OpenAI acknowledges that its Atlas AI browser, designed with agentic capabilities, will likely always remain vulnerable to prompt injection attacks. This type of cyberattack manipulates AI agents into following malicious instructions, often hidden within web pages or emails. The company concedes that this risk is not diminishing soon, raising significant questions about the safe operation of AI agents on the open web.

In a recent blog post detailing efforts to fortify Atlas against these persistent threats, OpenAI stated, "Prompt injection, much like scams and social engineering on the web, is unlikely to ever be fully ‘solved’." The firm further admitted that the "agent mode" in ChatGPT Atlas "expands the security threat surface."

The Pervasive Threat of Prompt Injection

Since the launch of ChatGPT Atlas last October, security researchers have quickly demonstrated its susceptibility. Demos showed how simple text in documents like Google Docs could alter the browser’s underlying behavior. On the same day, Brave published a blog post explaining that indirect prompt injection poses a systemic challenge for all AI-powered browsers, including Perplexity’s Comet.

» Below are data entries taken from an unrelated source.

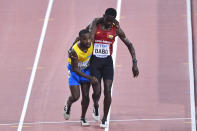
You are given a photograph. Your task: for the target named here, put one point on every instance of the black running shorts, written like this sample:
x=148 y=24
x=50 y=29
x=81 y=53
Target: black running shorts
x=102 y=68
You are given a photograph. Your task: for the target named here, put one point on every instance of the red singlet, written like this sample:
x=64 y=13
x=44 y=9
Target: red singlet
x=103 y=44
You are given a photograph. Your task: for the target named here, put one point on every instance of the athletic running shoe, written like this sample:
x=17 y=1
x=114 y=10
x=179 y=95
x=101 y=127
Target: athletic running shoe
x=84 y=122
x=66 y=112
x=103 y=124
x=96 y=114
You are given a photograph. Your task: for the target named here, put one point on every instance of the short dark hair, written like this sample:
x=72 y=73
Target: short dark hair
x=83 y=31
x=111 y=12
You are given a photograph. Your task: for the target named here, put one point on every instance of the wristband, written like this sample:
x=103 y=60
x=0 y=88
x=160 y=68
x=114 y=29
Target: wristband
x=134 y=60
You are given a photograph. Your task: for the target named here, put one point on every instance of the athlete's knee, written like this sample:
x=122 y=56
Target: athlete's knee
x=108 y=83
x=75 y=97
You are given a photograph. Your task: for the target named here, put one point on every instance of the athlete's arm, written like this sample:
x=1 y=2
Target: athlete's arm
x=74 y=66
x=93 y=26
x=130 y=47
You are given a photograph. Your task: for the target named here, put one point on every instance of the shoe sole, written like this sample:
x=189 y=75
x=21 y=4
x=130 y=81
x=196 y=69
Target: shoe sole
x=66 y=117
x=96 y=118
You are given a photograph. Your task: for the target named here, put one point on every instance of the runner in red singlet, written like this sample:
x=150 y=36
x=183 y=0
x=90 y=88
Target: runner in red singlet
x=103 y=31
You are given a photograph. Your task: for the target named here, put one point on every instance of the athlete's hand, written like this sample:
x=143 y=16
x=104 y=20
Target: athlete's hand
x=93 y=80
x=135 y=70
x=116 y=24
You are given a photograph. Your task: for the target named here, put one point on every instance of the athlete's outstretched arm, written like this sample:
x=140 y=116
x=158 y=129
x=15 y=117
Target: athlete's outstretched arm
x=130 y=47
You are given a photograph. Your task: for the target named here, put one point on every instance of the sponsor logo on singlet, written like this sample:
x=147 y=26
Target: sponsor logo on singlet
x=101 y=50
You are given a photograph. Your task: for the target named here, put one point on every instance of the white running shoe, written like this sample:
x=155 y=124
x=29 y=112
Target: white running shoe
x=96 y=114
x=84 y=122
x=103 y=124
x=66 y=112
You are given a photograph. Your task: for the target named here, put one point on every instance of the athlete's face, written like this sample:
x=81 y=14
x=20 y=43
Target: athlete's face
x=108 y=21
x=85 y=40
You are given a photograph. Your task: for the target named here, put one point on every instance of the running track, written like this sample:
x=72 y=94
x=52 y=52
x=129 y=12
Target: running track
x=159 y=100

OpenAI is not alone in recognizing the enduring nature of prompt-based injections. The U.K.’s National Cyber Security Centre (NCSC) warned earlier this month that prompt injection attacks against generative AI applications "may never be totally mitigated." This puts websites at risk of data breaches and advises cyber professionals to focus on reducing the risk and impact of such attacks, rather than aiming to "stop" them entirely.

OpenAI echoes this sentiment, stating, "We view prompt injection as a long-term AI security challenge, and we’ll need to continuously strengthen our defenses against it."

OpenAI's Innovative Defense: The LLM-Based Automated Attacker

To tackle this seemingly Sisyphean task, OpenAI has developed a proactive, rapid-response cycle, showing early promise in discovering novel attack strategies internally before they can be exploited in the wild. This approach aligns with rivals like Anthropic and Google, who also advocate for layered and continuously stress-tested defenses against persistent prompt-based attacks. Google’s recent work, for instance, emphasizes architectural and policy-level controls for agentic systems.

OpenAI's unique contribution is its "LLM-based automated attacker." This bot, trained using reinforcement learning, acts as a simulated hacker, constantly searching for ways to sneak malicious instructions into an AI agent. The bot can test attacks in simulation, observing how the target AI would interpret and act on the malicious input. This allows the bot to refine its attacks iteratively, leveraging insights into the target AI’s internal reasoning—an advantage unavailable to external attackers. This tactic is common in AI safety testing: building an agent to rapidly identify and test against edge cases in a simulated environment.

"Our [reinforcement learning]-trained attacker can steer an agent into executing sophisticated, long-horizon harmful workflows that unfold over tens (or even hundreds) of steps," OpenAI stated. "We also observed novel attack strategies that did not appear in our human red teaming campaign or external reports."

In a demonstration, OpenAI showcased how its automated attacker successfully injected a malicious email into a user’s inbox. When the AI agent later scanned the inbox, it followed the hidden instructions, sending a resignation message instead of drafting an out-of-office reply. However, following a recent security update, the "agent mode" was able to detect and flag the prompt injection attempt to the user.

While OpenAI admits foolproof protection against prompt injection is challenging, it is relying on large-scale testing and faster patch cycles to harden its systems against real-world attacks. A spokesperson declined to share specific metrics on the reduction of successful injections but confirmed ongoing collaboration with third parties to strengthen Atlas’s security since before its launch.

Expert Perspective and User Recommendations

Rami McCarthy, a principal security researcher at cybersecurity firm Wiz, notes that reinforcement learning is a valuable tool for adapting to attacker behavior but represents only one part of a comprehensive defense strategy.

"A useful way to reason about risk in AI systems is autonomy multiplied by access," McCarthy told TechCrunch. "Agentic browsers tend to sit in a challenging part of that space: moderate autonomy combined with very high access."

McCarthy explains that many current recommendations reflect this trade-off. Limiting logged-in access primarily reduces exposure, while requiring review of confirmation requests constrains autonomy. These align with OpenAI’s recommendations for users to reduce their own risk. An OpenAI spokesperson confirmed that Atlas is trained to seek user confirmation before sending messages or making payments. OpenAI also advises users to provide agents with specific instructions, rather than granting broad access to inboxes with vague commands like "take whatever action is needed."

"Wide latitude makes it easier for hidden or malicious content to influence the agent, even when safeguards are in place," OpenAI cautioned.

While OpenAI prioritizes protecting Atlas users from prompt injections, McCarthy urges skepticism regarding the immediate return on investment for risk-prone browsers.

"For most everyday use cases, agentic browsers don’t yet deliver enough value to justify their current risk profile," McCarthy stated. "The risk is high given their access to sensitive data like email and payment information, even though that access is also what makes them powerful. That balance will evolve, but today the tradeoffs are still very real."